Going digital has such bad connotations because ‘It’s been tried before, it will never happen’, I beg to differ. The last time it happened, we never had the systems/software & devices that we have now. The only issue now is that you have to pay for it. It’s expensive, good systems don’t come cheap nor do the people who implement them. As they say you pay peanuts, you get monkeys. If electronic records are not carefully implemented they can cause as many problems as they solve.
It’s all too common to also prepare the now, when considering a new system, you need to consider the Trust’s long term strategy. Consider that what happens if you gain new services? Can the system accommodate it or do you need add-ons? Don’t expect a system to just be able to do what you need it to do and expect it continue running effectively! Consider the long term future.
I also don’t believe that the government requirement to be paperless by 2018 is achievable, not in the way people seem to think paperless exists. Going digital should be done a risk-based approach appreciating the need for the patient’s safety and experience being the utmost priority and remember that not all paper systems can be replaced. You might have services in areas that have not connectivity, so make allowances.

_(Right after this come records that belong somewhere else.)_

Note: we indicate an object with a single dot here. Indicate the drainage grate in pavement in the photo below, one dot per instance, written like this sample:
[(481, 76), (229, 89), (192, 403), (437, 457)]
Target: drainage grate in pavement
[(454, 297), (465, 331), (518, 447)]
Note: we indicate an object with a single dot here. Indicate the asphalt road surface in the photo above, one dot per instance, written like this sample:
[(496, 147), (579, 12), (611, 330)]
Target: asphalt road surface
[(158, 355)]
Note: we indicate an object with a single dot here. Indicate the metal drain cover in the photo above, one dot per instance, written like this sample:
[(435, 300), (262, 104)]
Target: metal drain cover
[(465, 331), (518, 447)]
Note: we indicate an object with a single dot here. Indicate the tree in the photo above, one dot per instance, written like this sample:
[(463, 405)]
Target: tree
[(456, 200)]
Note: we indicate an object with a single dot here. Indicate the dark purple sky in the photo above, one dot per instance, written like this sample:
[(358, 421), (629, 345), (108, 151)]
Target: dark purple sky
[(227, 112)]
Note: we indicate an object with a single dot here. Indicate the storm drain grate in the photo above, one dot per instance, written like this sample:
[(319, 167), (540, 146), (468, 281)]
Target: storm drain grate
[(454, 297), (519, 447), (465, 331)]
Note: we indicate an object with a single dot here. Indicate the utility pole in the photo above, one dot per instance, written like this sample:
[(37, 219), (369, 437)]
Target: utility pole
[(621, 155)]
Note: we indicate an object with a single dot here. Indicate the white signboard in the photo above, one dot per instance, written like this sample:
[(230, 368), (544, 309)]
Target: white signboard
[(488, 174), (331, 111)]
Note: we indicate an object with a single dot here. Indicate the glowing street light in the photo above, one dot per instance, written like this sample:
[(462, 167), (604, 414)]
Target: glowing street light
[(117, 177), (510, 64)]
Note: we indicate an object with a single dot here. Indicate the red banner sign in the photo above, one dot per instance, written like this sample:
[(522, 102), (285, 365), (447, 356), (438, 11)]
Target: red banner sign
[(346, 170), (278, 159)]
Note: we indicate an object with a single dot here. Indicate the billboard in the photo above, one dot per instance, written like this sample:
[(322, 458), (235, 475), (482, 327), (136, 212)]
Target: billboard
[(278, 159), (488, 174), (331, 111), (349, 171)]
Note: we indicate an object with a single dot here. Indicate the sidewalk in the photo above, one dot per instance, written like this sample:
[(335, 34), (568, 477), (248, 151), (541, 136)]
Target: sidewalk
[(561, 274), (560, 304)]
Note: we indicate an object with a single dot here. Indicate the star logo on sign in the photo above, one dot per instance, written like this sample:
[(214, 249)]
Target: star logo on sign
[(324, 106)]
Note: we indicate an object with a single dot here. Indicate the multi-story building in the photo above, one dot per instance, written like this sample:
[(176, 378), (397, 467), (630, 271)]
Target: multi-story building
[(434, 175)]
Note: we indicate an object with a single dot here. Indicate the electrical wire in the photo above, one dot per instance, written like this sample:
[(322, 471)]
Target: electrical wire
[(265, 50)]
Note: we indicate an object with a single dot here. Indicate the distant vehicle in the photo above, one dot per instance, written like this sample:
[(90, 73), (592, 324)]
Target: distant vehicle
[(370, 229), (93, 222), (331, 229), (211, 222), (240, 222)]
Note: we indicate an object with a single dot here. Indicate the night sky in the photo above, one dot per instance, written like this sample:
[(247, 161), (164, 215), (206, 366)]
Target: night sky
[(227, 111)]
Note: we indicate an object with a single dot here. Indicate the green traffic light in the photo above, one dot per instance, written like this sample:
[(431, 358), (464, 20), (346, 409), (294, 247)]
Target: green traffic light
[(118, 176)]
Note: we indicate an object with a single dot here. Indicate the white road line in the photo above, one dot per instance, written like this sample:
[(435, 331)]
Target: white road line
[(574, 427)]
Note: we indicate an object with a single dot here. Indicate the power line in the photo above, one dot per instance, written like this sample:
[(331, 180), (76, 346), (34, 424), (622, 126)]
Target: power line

The key to any success in the implementation is the engagement with your staff, at the end of the day, as a records manager I might know how best a system works in order to get the money’s worth or use it’s functionality to its best… but if it’s not going to be used, then what’s the point? Asking the people on the ground what they want a system to do and meet those expectations. More often than not, all a health practitioner is interested in being there for the patient when they need them. The more time you require them to be on the PC completing the ‘red-tape’ the less engagement you will get when it comes to rolling out a new fancy system. The harder to make it for them, the more they will disengage. Also train those that train others, train secretaries in the presence of their doctors so that they both receive the same message at the same time.
There are enthusiasts with going digital, take them with you but don’t forget about the rest, one size does not fit all. Something things will make it harder for a clinician but if you can justify the need (patient safety) you have a defence mechanism. If it doesn’t give you benefit with patient safety and experience, you will obstruct your implementation. Human error will always occur, it’s a fact of life, but it’s more likely to occur if your system is not implemented appropriately. It was easier in the paper days to remove errors but now if your EPR bucket is leaking, the optimization will go in but the accountability will leak out. When implementation takes place, consider all the holes in the ‘swiss cheese’.
The other issue is don’t over do it; keep it simple. Too many alerts on a system can lead to the practitioners ignoring them. Too much information can be worse than none at all.
Once implementation is complete, don’t believe it’s the end. Any project may come to an end, but the need for business as usual will remain. Test how the system is working X months down the line. If you really want to know what’s going on in a hospital ask the secretaries or the porters!!
So to answer my original blog post question; is going digital what we need? Yes. It is, but it’s not as simple as that. Invest time and money in doing it right the first time and your staff will love you forever. Take your time, do it once, do it right.